"I am not homesick!" I answered. "Only—" and then I dropped on my knees, hid my face in my aunt's lap and burst out crying. I don't know what made me. I should never have thought of such a thing with my lady, who, though always kind, did never invite my caresses.
"What is it, dear heart? What makes thee cry? Tell Aunt Joyce what ails thee, my dear, tender lamb, now do?" said my aunt, who was apt, in times of interest, to return to her native Devon. I remember, as though it were yesterday, how sweetly sounded in mine ears the homely accent, and the words of endearment which I suppose might find some echo in my childish remembrance. Sure 'tis a cruel thing to deprive young creatures of those caresses which even the dumb beasts bestow upon their young. I have always thought that if my lady had been more tender and gentle with poor Randall, he might have been different.
"Only I can't stay here!" I sobbed at last. "Pretty soon Mother Benedict will send or come for me, and I shall have to go to the convent, to be shut up and never see any body, or run in the fields any more, and to wear a horrid gray robe, and a veil—" and here I broke down again.
"My child, I think you are borrowing trouble!" said my aunt, with a perplexed look. "I thought you were coming to live with us. I heard nothing about any convent."
"But I am to go to the convent!" I answered. "My lady said so."
"Well, well, we will talk to my nephew about it!" said my aunt. "Don't cry any more, there's a lamb, but wash your face and come down stairs with me, and by and by we will go and take a walk in the fields and see the old people in the almshouses. Can you sew?"
"Oh yes, aunt!"
"Then you shall help me a little, if you will. I am making some napkins of old worn linen for one of the bedeswomen who has watering eyes, and you shall hem one for me. As for the convent, I would not trouble about that just now, at any rate. It will be time enough when you have to go there."
Somewhat comforted, I washed away the traces of my tears with the rosewater my aunt gave me, and followed her down stairs to the parlor, where my cousins were already sitting, the one at her sampler, the other at her lute, which she played very prettily for a child.

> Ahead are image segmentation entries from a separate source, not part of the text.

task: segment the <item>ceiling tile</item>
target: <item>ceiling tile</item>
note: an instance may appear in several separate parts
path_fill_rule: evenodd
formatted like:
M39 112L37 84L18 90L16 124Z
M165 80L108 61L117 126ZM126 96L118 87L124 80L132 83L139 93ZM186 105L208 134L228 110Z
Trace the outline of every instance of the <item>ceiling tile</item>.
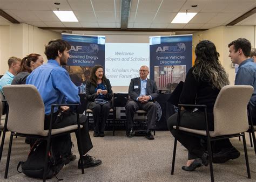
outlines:
M138 12L157 12L161 0L140 0Z
M217 13L198 13L189 22L190 23L205 23L215 17Z
M65 27L82 27L79 22L62 22L62 23Z
M159 12L154 19L154 23L171 23L177 13Z
M192 24L188 23L185 26L183 29L200 29L204 25L204 24Z
M114 0L92 0L95 11L113 11L114 10Z
M96 17L93 11L74 11L77 19L79 22L97 22Z
M80 22L83 27L87 28L98 28L99 24L96 22Z
M132 29L133 27L133 23L128 23L128 29Z
M41 20L32 11L11 10L11 12L17 17L19 17L23 21L35 22Z
M47 27L47 25L43 22L25 22L24 23L37 27Z
M100 28L115 28L116 23L99 22L99 26Z
M183 29L186 25L186 23L170 23L167 29Z
M99 22L116 22L113 12L96 11L95 13Z
M154 12L138 12L134 22L136 23L151 23L154 17Z
M131 0L130 11L136 12L138 4L138 0Z
M166 29L169 23L152 23L150 28L151 29Z
M235 16L237 14L237 13L218 13L215 17L212 18L210 21L207 22L207 23L224 24L228 20L230 20L232 17ZM231 20L231 21L232 20Z
M68 0L68 2L73 11L93 11L90 0Z
M179 12L186 0L164 1L159 9L160 12Z
M50 27L65 27L60 22L44 22L44 23Z
M133 28L134 29L149 29L151 23L134 23Z
M60 20L52 11L32 11L36 16L44 22L59 22Z
M220 24L205 24L201 27L201 29L209 29L221 25Z

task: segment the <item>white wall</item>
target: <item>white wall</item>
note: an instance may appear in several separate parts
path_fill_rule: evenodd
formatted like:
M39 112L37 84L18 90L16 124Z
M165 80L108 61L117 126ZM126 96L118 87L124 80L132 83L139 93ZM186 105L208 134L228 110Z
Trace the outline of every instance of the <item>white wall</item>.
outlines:
M60 33L24 23L0 26L0 74L8 69L7 61L11 56L22 58L35 53L43 55L46 61L44 45L58 38L61 38Z

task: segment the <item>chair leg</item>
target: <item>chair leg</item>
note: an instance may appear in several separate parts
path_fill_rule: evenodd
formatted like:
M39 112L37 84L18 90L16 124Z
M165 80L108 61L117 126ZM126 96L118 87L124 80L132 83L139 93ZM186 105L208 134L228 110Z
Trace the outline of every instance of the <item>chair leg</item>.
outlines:
M175 138L174 145L173 146L173 155L172 156L172 171L171 174L173 175L174 172L174 165L175 165L175 157L176 156L176 148L177 146L177 139Z
M2 137L1 148L0 149L0 161L1 161L1 159L2 159L2 155L3 154L3 150L4 149L4 139L5 138L5 133L6 133L6 131L4 130L3 132L3 136Z
M252 135L251 132L249 132L249 137L250 137L250 143L251 144L251 147L252 147Z
M254 130L252 131L252 141L253 142L253 146L254 147L254 153L256 154L256 142L255 141L255 133ZM0 158L1 159L1 158Z
M210 171L211 173L211 181L213 182L214 181L214 178L213 176L213 167L212 166L212 149L211 147L211 140L210 139L209 136L207 137L207 151L209 155L209 165L210 165Z
M50 146L51 144L51 137L48 137L47 139L46 150L45 151L45 157L44 160L44 174L43 176L43 181L45 182L46 180L47 166L48 165L49 152L50 151Z
M245 151L245 162L246 162L246 169L247 170L248 178L251 179L251 172L248 160L247 149L246 148L246 141L245 141L245 133L242 135L242 142L244 143L244 150Z
M5 172L4 173L4 179L6 179L7 176L8 176L9 165L10 163L10 158L11 157L11 145L12 144L13 138L14 136L12 135L12 134L11 133L11 136L10 136L10 143L9 143L8 154L7 155L6 165L5 166Z

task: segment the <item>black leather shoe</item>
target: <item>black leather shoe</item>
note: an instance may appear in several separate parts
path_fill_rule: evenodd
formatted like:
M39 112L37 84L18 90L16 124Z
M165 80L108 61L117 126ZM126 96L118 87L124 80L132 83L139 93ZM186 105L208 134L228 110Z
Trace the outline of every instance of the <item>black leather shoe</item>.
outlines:
M212 157L214 163L225 163L228 160L235 159L240 156L240 152L234 147L223 149L218 153L214 153Z
M99 132L99 136L100 137L104 137L105 136L105 134L104 132Z
M151 131L147 131L146 134L146 138L149 139L154 139L154 136L151 134Z
M93 133L93 136L95 137L98 137L98 136L99 136L99 132L95 131Z
M68 164L69 163L69 162L74 161L75 160L76 160L76 158L77 156L76 155L73 155L72 152L70 152L69 155L66 157L67 160L65 164Z
M102 164L102 160L96 160L95 157L90 156L87 154L83 157L84 159L84 164L83 164L84 168L96 167ZM80 169L81 168L81 161L79 159L78 160L78 169Z
M189 166L182 166L181 169L186 171L193 171L197 167L201 167L203 165L202 160L200 158L198 158L194 159Z
M133 137L133 131L132 129L129 129L126 132L126 135L127 137L131 138Z

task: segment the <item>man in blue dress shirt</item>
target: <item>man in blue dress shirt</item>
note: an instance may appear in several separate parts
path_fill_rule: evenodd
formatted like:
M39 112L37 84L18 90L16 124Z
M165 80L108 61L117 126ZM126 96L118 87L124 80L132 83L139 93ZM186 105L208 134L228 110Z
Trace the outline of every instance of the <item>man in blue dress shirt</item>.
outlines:
M157 85L154 80L149 79L149 67L142 66L139 69L140 77L131 80L129 94L130 99L125 106L127 122L127 137L132 137L132 120L134 113L139 109L146 111L147 118L147 131L146 137L153 139L151 131L154 129L157 118L157 106L154 100L159 96Z
M66 65L69 58L69 51L71 46L69 43L61 39L51 40L45 46L45 54L48 59L47 64L35 69L27 78L26 84L33 85L38 90L45 105L45 129L49 128L51 106L52 104L79 103L78 89L71 81L66 69L60 66ZM57 117L58 108L54 110L53 128L60 128L75 124L76 116L69 107L61 107L60 109L67 114L63 117ZM78 168L95 167L102 163L86 153L92 148L92 144L89 134L88 124L85 115L80 119L83 127L81 130L83 148L78 150L84 156L84 164L78 161ZM70 160L75 159L70 157Z

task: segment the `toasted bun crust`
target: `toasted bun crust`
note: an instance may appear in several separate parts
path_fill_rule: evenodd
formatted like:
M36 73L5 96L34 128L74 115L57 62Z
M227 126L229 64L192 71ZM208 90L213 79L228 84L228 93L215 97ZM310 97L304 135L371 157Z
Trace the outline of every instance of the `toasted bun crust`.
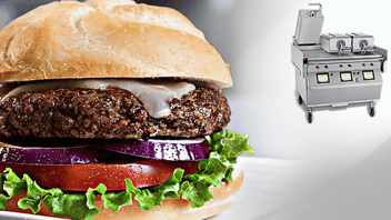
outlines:
M233 182L228 182L217 188L211 187L210 190L213 193L213 199L205 202L201 208L191 208L190 201L183 199L168 199L162 202L162 206L154 207L154 211L143 211L139 209L138 201L133 200L132 206L122 207L118 212L113 213L112 210L104 210L94 220L148 220L148 219L170 219L170 220L196 220L205 219L208 217L215 216L221 211L228 209L234 203L235 196L239 192L243 183L244 174L240 170L234 170ZM23 210L18 208L18 200L26 197L26 193L20 194L11 199L7 206L7 211L16 211L23 213L32 213L31 210ZM97 197L96 206L102 210L102 200ZM38 212L41 216L54 217L43 203L41 203L41 210ZM60 217L61 218L61 217Z
M0 32L0 81L183 78L232 86L228 64L180 12L130 0L53 2Z

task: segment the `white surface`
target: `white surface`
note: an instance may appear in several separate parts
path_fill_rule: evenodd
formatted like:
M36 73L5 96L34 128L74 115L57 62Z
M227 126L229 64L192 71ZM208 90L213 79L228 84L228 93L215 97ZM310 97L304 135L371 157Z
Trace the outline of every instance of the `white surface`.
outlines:
M213 2L219 1L193 9L198 13L190 19L230 63L234 86L223 91L232 110L229 129L249 133L257 156L313 160L347 169L391 137L390 72L383 74L373 118L367 107L358 107L314 111L313 122L307 122L297 102L290 46L299 10L312 8L308 6L311 1L230 1L230 7L218 10ZM374 37L375 46L391 50L391 1L320 3L322 33L365 32Z

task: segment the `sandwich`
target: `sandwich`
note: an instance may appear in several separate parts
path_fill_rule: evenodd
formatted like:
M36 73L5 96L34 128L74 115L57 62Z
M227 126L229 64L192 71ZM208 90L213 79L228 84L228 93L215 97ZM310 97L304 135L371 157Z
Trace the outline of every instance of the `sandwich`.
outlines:
M0 31L0 209L204 219L233 204L249 137L229 66L180 12L59 1ZM1 212L0 212L1 214Z

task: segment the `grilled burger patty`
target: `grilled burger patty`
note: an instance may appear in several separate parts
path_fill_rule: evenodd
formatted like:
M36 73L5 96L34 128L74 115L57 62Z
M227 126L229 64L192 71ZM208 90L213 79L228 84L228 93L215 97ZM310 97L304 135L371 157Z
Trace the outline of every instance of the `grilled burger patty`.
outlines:
M230 121L227 99L197 88L169 101L171 114L154 119L131 92L117 88L22 93L0 104L0 136L80 139L197 137Z

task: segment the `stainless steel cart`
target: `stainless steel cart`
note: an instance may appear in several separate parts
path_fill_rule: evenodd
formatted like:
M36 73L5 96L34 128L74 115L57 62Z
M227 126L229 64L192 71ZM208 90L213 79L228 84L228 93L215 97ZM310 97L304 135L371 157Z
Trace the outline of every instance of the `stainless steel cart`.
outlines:
M373 44L364 33L320 36L324 17L322 7L300 10L291 59L295 68L299 104L307 109L308 122L318 107L348 107L368 103L374 116L385 72L387 50Z

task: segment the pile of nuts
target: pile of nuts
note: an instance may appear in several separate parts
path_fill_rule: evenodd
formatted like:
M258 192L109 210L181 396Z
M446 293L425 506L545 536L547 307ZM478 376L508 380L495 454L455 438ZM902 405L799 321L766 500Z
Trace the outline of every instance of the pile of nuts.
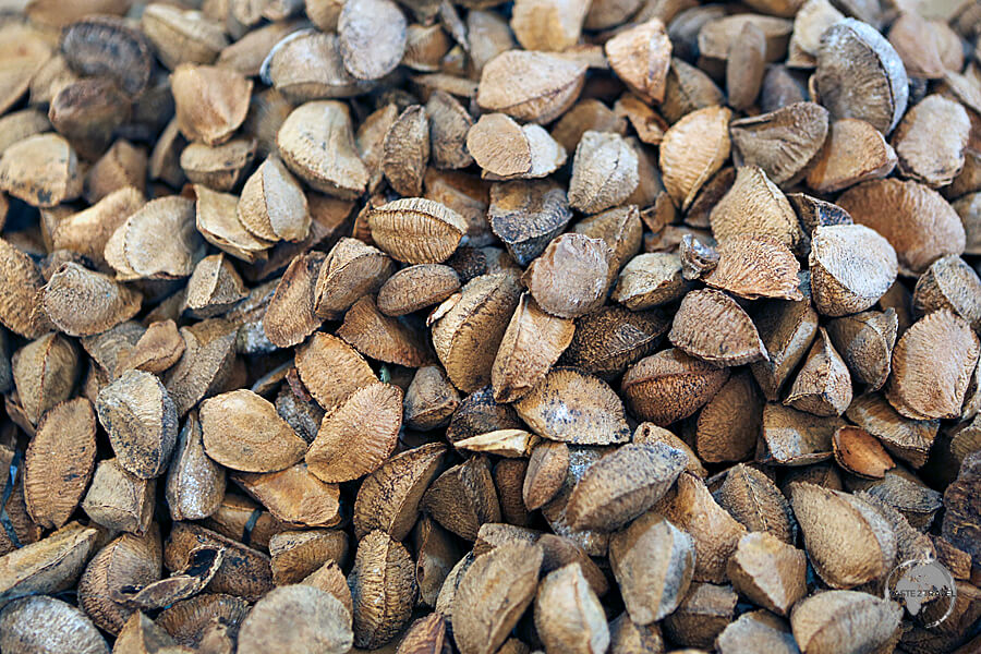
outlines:
M0 651L981 651L979 34L0 1Z

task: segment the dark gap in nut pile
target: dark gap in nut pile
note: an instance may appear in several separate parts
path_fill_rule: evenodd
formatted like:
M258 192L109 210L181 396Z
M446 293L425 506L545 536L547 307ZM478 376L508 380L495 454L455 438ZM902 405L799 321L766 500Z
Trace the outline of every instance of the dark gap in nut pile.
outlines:
M0 651L981 652L979 36L0 0Z

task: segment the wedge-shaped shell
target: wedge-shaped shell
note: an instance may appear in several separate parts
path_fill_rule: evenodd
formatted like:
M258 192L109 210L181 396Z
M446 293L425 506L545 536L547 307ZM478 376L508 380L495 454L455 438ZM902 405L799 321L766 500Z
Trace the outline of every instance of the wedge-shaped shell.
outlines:
M542 558L540 546L512 543L467 568L453 600L453 637L461 654L492 654L505 642L534 598Z
M737 14L705 23L698 34L698 51L703 57L727 59L732 45L738 44L743 25L755 25L766 38L766 61L778 61L786 51L794 27L790 21L775 16Z
M401 452L368 475L354 501L354 532L382 530L404 541L415 524L423 493L439 472L446 446L431 443Z
M552 652L598 654L609 646L603 605L578 564L542 580L535 596L535 629Z
M494 360L494 399L513 402L531 391L569 346L574 329L572 320L543 312L523 293Z
M903 608L895 602L855 591L818 593L794 607L790 626L806 654L831 654L848 647L874 652L888 646Z
M21 408L32 424L69 399L78 377L78 351L59 334L48 334L13 353L11 372Z
M964 106L937 94L927 96L893 134L899 172L933 187L946 186L964 167L970 131Z
M377 291L395 268L395 262L377 247L358 239L339 240L317 277L317 315L340 317L359 298Z
M239 222L265 241L302 241L310 233L306 195L279 157L269 157L242 186Z
M403 420L413 429L435 429L446 426L460 405L460 393L438 365L415 371L405 389Z
M443 264L419 264L402 268L378 289L378 310L403 316L438 304L460 290L460 276Z
M82 195L75 150L59 134L36 134L9 146L0 160L0 189L35 207L53 207Z
M102 251L112 232L145 204L143 193L133 186L118 189L85 210L60 220L51 233L57 250L71 250L89 257L105 270Z
M194 219L194 203L175 195L153 199L130 215L104 251L117 279L179 279L191 275L204 250Z
M316 29L284 36L263 61L259 74L263 83L295 104L351 97L372 86L344 70L337 35Z
M377 649L409 625L419 591L415 566L402 544L385 532L373 531L358 544L348 584L356 646Z
M4 555L0 558L0 605L72 586L98 538L99 530L69 522L45 538Z
M216 247L246 263L265 256L272 243L249 233L235 215L239 198L195 185L197 196L195 226L205 240Z
M335 571L340 572L337 565L348 557L348 534L335 529L280 532L269 538L269 554L272 555L272 581L276 585L300 583L307 577L315 576L307 585L335 594L335 589L326 585L332 574L326 570L323 574L316 573L331 562ZM336 590L340 591L339 588ZM343 582L343 592L337 593L337 596L349 613L353 610L347 582Z
M896 281L896 251L863 225L819 227L811 239L811 290L818 311L843 316L875 304Z
M682 472L676 492L662 498L653 510L688 532L694 541L692 579L725 583L726 562L746 534L746 528L716 504L705 483Z
M665 133L661 143L664 186L682 209L729 158L731 117L724 107L706 107L687 113Z
M569 205L598 214L630 197L640 182L637 153L619 134L585 132L576 147Z
M316 284L326 258L317 251L301 254L283 272L263 316L263 331L272 344L295 346L320 326Z
M140 26L154 45L164 65L173 70L181 62L210 63L228 46L221 23L197 11L152 2Z
M978 337L950 311L917 320L893 350L889 403L913 420L958 417L979 352Z
M296 107L276 143L283 162L313 189L344 199L364 192L368 171L354 146L347 105L320 100Z
M95 470L96 422L92 403L75 398L48 411L25 457L24 501L34 522L68 522Z
M383 314L371 295L362 296L348 310L336 334L372 359L407 367L433 362L433 353L421 332L399 318Z
M591 465L569 497L572 529L614 531L661 499L685 470L687 457L668 445L627 444Z
M628 368L621 388L634 415L663 426L693 414L728 378L728 368L670 348Z
M100 334L132 318L143 295L116 280L68 262L45 287L48 318L69 336Z
M170 577L149 583L126 583L109 588L109 597L129 608L156 610L196 595L221 568L225 549L202 546L193 549L187 566Z
M611 257L602 239L562 234L532 262L524 281L541 308L576 318L603 305Z
M325 411L377 380L358 350L323 331L296 348L295 365L303 386Z
M167 469L165 497L173 520L203 520L225 497L225 468L205 453L197 413L189 414L181 429Z
M685 295L668 340L687 354L716 365L768 358L749 315L729 295L710 289Z
M614 534L609 557L630 620L650 625L674 611L688 592L694 542L652 511Z
M803 552L765 532L742 536L726 566L736 591L783 616L807 594L807 569Z
M576 322L559 363L609 380L657 347L669 323L656 311L607 305Z
M758 468L737 463L713 494L722 508L750 532L765 532L788 545L797 542L797 522L784 494Z
M299 462L306 452L306 441L279 417L272 403L244 388L204 401L201 426L205 451L232 470L275 472Z
M142 479L164 474L177 443L178 414L155 375L126 371L99 391L97 409L122 468Z
M845 192L838 204L856 222L888 240L904 275L919 275L936 258L964 252L966 237L956 211L923 184L892 179L865 182Z
M25 338L38 338L51 329L38 299L45 278L29 256L0 239L0 323Z
M359 80L377 80L396 69L405 51L407 21L390 0L346 3L337 31L344 68Z
M547 52L506 50L484 65L476 101L487 111L546 124L579 97L585 71L585 64Z
M913 468L927 462L940 422L910 420L893 409L880 393L855 398L846 411L848 420L876 438L887 450Z
M194 267L184 291L184 311L209 318L228 312L249 295L239 271L225 254L211 254Z
M630 439L620 398L602 379L576 368L554 368L514 409L544 438L577 445Z
M882 444L861 427L841 427L833 444L838 465L860 477L882 479L896 467Z
M256 145L254 138L231 138L214 147L192 143L181 150L181 169L195 184L231 191L249 171Z
M292 584L275 589L249 611L239 628L238 651L342 654L353 640L351 614L337 597Z
M340 489L314 476L305 463L267 473L233 473L232 480L283 522L334 526L341 520Z
M899 322L896 312L867 311L827 324L827 334L848 370L868 391L879 390L889 376Z
M827 332L819 327L818 338L784 403L814 415L841 415L851 397L848 366L835 351Z
M625 29L604 45L610 68L647 102L661 102L671 63L671 41L664 23L651 19Z
M768 235L738 235L718 246L718 264L705 277L712 288L756 300L803 300L798 286L800 264L790 249Z
M206 395L216 393L231 374L237 326L211 318L181 328L184 354L167 371L164 385L184 415Z
M423 197L390 202L368 214L372 239L407 264L439 264L467 233L463 218L445 205Z
M829 586L850 589L880 579L893 566L896 536L867 502L808 483L790 485L790 505L808 557Z
M116 459L102 459L82 500L82 509L110 531L137 535L152 529L157 480L144 480L128 472Z
M173 523L170 537L164 544L164 566L171 572L185 570L191 553L202 546L225 549L221 567L205 590L235 595L246 602L255 602L272 590L268 556L192 522ZM162 616L158 619L161 626L168 627Z
M429 122L421 105L407 107L388 128L382 142L382 172L397 193L422 194L429 162Z
M363 386L320 423L306 464L325 482L362 477L391 455L401 426L401 389L390 384Z
M874 27L845 19L821 35L815 87L834 120L859 118L888 134L906 111L903 60Z
M913 312L918 315L948 308L981 327L981 279L959 256L944 256L930 265L913 289Z
M752 377L740 372L702 409L695 423L695 448L703 461L742 461L756 446L763 398Z
M34 3L37 7L39 3ZM64 24L61 35L61 52L72 70L86 76L108 76L131 96L138 96L147 86L154 64L150 44L138 29L122 19L110 15L123 7L109 8L108 3L90 3L78 7L84 13L77 21L73 16ZM101 7L100 7L101 4ZM40 8L38 8L40 9ZM63 8L59 8L63 9ZM125 13L119 12L119 13ZM36 19L35 19L36 20Z
M719 242L743 234L768 235L794 250L802 237L787 197L763 169L752 166L736 169L732 187L713 207L708 219Z
M491 186L491 229L514 261L526 266L572 218L565 190L554 180Z
M451 296L437 307L433 346L460 390L472 392L491 382L494 360L520 294L516 275L481 275L463 286L459 298Z
M88 616L66 602L46 595L11 603L0 614L0 646L11 654L109 654L106 639Z
M566 148L544 128L488 113L467 132L467 149L492 180L542 178L566 162Z
M740 166L756 166L774 184L803 174L827 135L827 110L814 102L795 102L761 116L732 121L732 153Z
M500 504L487 457L477 455L440 474L422 508L458 536L473 541L485 522L500 522Z
M808 172L808 185L819 193L833 193L884 178L897 160L882 132L863 120L843 118L832 123L831 137Z

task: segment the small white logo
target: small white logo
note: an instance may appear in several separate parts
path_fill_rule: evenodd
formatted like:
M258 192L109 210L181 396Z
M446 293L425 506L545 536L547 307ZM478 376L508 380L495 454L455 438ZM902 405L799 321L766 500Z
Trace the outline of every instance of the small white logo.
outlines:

If my aunt was in a hurry for the napkins she gave me to hem, she did not act wisely in seating me at the window, for I saw so much to observe and admire that my work went on but slowly. But I suppose her object was rather to divert me from my grief, and in that she certainly succeeded. Now it was some gay nobleman of the court with two or three attendants, all glittering in gold and embroidery who passed by—now a showman with a tame jackanape or a dancing bear—then a priest under a gorgeous canopy, carrying the host in its splendid receptacle to some dying person.